Nada tendré de ti, más que este sueño, porque todo me eres vedado, prohibido, infinitamente imposible. Para los siglos de los siglos tus dioses te guardaron en vigilia, pendientes de la última hebra de tus cabellos.

Pienso que tus cabellos serían lacios como la lluvia que cae de noche... Y pienso que por tus cabellos, por tus palomas y por tus diecinueve años tan cerca de la muerte, yo hubiera sido lo que ya no seré nunca: un poco de amor.

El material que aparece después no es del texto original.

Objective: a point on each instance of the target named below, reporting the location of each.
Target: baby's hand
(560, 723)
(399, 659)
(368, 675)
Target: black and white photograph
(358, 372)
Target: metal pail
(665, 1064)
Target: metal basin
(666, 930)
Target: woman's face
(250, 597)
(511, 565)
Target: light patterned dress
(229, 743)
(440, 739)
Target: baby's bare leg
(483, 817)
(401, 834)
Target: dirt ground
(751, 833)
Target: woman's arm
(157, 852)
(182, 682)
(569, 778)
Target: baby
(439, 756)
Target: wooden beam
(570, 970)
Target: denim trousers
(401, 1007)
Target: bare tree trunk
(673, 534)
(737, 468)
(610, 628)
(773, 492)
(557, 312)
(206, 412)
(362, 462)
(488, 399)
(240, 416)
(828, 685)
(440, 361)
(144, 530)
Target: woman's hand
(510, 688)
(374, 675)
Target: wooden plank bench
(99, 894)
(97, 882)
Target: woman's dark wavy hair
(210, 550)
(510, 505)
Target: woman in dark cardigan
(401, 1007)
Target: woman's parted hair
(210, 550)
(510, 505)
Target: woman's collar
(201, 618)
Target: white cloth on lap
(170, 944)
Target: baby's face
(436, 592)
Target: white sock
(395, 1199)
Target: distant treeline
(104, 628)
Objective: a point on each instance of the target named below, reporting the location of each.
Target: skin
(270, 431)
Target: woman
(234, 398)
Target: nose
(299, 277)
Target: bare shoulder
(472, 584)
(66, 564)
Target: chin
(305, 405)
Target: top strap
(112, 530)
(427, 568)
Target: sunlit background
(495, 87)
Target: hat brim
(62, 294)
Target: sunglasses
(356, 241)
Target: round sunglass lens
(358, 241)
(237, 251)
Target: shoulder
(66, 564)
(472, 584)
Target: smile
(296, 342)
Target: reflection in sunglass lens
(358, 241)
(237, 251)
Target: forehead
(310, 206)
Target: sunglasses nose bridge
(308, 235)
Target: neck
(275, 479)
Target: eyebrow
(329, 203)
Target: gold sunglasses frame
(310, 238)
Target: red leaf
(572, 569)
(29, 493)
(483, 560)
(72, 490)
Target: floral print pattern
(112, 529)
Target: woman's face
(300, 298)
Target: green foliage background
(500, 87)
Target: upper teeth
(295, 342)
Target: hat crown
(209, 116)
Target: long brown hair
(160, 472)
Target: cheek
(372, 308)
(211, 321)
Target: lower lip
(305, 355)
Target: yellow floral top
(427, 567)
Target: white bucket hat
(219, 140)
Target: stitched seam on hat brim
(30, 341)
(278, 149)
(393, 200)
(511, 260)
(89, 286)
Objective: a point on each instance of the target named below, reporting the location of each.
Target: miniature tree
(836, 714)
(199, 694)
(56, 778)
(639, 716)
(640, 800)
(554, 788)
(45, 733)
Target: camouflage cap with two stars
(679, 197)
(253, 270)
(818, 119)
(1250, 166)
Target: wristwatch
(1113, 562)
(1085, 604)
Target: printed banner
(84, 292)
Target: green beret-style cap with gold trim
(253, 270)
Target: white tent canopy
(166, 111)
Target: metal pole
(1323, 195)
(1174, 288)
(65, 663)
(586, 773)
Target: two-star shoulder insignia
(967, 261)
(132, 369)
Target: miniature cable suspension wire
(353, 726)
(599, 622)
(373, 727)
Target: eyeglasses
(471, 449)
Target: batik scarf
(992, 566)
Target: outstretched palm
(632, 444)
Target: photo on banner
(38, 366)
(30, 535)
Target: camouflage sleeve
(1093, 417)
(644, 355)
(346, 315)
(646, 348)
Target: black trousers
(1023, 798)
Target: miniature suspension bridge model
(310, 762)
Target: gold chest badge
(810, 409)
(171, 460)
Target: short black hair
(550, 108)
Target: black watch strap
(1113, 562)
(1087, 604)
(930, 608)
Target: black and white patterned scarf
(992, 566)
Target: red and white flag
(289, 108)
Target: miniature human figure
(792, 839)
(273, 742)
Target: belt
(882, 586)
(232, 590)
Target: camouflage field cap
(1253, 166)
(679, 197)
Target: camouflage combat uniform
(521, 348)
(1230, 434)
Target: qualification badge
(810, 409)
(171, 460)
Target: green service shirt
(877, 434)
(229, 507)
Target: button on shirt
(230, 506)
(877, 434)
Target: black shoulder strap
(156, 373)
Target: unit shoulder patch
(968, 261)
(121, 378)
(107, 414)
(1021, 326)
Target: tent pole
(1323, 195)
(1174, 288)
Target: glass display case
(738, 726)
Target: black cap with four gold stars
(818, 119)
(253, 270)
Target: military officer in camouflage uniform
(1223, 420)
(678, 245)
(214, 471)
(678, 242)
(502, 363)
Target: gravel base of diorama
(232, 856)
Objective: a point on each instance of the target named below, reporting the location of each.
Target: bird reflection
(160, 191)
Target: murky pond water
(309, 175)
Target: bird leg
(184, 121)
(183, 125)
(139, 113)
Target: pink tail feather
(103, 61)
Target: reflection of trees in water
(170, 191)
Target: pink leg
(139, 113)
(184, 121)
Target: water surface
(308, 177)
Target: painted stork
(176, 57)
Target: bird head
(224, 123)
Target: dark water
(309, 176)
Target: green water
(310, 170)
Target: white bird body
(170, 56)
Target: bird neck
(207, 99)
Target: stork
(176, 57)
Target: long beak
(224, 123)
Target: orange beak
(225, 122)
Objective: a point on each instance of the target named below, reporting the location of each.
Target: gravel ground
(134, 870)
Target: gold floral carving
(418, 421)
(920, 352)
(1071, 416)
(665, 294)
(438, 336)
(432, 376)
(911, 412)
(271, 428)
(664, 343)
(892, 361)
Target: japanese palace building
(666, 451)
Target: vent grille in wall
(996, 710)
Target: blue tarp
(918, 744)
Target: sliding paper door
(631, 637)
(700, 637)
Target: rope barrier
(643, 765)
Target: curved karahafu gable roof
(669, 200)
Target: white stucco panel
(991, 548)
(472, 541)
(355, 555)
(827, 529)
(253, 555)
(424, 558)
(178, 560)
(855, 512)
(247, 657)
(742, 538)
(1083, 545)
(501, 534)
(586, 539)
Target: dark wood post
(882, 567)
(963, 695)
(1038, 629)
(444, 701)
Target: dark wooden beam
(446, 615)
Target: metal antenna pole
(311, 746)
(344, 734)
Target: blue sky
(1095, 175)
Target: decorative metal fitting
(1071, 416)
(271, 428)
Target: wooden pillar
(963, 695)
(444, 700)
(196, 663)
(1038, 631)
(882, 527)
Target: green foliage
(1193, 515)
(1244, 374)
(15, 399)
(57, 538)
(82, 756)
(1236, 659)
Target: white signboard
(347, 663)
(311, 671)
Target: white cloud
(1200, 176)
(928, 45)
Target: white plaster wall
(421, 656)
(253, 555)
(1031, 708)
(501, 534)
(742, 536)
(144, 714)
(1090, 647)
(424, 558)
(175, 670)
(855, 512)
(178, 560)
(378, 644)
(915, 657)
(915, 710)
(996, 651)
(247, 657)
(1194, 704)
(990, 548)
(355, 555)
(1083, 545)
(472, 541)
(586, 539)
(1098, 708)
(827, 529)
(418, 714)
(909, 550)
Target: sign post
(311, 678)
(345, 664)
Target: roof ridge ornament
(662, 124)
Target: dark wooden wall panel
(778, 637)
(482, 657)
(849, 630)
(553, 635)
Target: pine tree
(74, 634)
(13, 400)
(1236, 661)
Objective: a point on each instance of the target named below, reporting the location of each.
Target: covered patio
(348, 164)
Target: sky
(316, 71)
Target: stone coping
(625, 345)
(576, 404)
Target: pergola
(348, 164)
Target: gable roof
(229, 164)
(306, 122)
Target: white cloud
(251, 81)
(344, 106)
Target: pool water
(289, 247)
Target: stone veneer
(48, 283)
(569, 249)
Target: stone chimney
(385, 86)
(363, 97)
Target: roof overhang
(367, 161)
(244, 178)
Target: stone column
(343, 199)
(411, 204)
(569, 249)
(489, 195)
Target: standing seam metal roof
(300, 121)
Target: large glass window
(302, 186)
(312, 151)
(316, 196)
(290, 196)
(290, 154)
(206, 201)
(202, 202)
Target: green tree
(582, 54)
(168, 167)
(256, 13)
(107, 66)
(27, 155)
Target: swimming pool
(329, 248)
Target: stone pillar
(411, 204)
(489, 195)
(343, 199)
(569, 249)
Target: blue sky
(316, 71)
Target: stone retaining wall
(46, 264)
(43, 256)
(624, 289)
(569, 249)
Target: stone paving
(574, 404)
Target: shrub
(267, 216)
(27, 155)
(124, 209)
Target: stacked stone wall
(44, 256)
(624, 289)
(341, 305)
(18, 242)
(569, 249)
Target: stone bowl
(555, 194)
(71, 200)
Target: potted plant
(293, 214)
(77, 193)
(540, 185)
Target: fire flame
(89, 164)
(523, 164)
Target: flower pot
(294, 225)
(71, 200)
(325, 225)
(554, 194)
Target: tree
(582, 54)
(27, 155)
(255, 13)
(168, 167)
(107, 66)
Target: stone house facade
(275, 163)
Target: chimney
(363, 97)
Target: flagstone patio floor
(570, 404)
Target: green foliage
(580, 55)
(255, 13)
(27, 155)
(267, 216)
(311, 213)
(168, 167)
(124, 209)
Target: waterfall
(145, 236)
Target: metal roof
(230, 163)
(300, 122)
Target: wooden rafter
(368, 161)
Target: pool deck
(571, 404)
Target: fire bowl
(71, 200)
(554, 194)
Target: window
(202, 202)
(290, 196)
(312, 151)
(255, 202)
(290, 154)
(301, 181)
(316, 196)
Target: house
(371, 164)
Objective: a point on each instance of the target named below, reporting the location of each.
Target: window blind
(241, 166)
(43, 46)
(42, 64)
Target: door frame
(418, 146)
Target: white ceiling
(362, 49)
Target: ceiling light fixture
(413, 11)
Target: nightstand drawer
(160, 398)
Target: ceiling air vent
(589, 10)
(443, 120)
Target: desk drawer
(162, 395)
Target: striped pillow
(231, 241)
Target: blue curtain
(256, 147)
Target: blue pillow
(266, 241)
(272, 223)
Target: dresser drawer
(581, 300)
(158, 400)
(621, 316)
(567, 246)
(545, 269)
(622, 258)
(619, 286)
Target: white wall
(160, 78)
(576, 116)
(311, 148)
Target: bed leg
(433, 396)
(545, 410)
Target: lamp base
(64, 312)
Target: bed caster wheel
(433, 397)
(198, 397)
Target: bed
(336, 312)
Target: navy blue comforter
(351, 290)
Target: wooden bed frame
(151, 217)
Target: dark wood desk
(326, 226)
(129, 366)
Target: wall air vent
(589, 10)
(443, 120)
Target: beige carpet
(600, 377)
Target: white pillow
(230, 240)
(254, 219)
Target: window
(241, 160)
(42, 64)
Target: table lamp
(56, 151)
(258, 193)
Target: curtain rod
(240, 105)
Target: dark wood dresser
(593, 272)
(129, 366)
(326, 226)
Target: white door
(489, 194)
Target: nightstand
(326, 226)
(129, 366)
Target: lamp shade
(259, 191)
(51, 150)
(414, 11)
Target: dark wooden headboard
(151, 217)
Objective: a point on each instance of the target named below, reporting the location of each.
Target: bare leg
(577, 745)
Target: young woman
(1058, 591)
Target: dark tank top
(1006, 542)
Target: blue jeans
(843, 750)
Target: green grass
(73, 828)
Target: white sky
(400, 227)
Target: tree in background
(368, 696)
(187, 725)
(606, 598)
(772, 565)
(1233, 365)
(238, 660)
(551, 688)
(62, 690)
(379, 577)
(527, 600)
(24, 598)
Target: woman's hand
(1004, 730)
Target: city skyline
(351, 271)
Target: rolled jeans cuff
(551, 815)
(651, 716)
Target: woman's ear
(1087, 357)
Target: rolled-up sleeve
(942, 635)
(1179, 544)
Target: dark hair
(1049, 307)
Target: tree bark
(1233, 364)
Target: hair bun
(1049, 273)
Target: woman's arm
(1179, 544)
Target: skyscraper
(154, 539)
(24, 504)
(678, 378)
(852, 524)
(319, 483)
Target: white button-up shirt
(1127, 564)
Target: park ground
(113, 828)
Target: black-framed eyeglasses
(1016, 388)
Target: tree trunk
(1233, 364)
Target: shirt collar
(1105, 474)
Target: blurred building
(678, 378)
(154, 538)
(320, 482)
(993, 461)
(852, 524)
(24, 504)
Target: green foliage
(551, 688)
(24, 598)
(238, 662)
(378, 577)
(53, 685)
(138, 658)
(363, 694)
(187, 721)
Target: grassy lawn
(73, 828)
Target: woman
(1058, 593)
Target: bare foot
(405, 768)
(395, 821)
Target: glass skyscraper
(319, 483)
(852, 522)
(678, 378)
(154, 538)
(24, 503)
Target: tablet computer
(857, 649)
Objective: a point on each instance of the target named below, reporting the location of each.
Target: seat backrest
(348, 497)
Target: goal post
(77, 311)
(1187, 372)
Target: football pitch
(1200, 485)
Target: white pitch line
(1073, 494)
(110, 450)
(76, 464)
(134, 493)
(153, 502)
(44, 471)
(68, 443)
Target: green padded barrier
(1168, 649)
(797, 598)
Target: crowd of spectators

Pero no me esperaste y te fuiste caminando por el filo de la luna en creciente; no me esperaste y te fuiste hacia la muerte como un niño va a un parque, cargado de los juguetes con que aún no te habías cansado de jugar... Seguido de tu carro de marfil, de tus gacelas temblorosas...

Si las gentes sensatas no se hubieran indignado, yo habría besado uno a uno estos juguetes tuyos, pesados juguetes de oro y plata, extraños juguetes con los que ningún niño de ahora—balompedista, boxeador—sabría ya jugar.

Si las gentes sensatas no se hubieran escandalizado, yo te habría sacado de tu sarcófago de oro, dentro de tres sarcófagos de madera, dentro de un gran sarcófago de granito, te hubiera sacado de tanta siniestra hondura que te vuelve más muerto para mi osado corazón que haces latir... que sólo para ti ha podido latir, ¡oh, Rey dulcísimo!, en esta clara tarde del Egipto—brazo de luz del Nilo.

Si las gentes sensatas no se hubieran encolerizado, yo te habría sacado de tus cinco sarcófagos, te hubiera desatado las ligaduras que oprimían demasiado tu cuerpo endeble y te hubiera envuelto suavemente en mi chal de seda...

Así te hubiera yo recostado sobre mi pecho, como un niño enfermo... Y como a un niño enfermo habría empezado a cantarte la más bella de mis canciones tropicales, el más dulce, el más breve de mis poemas.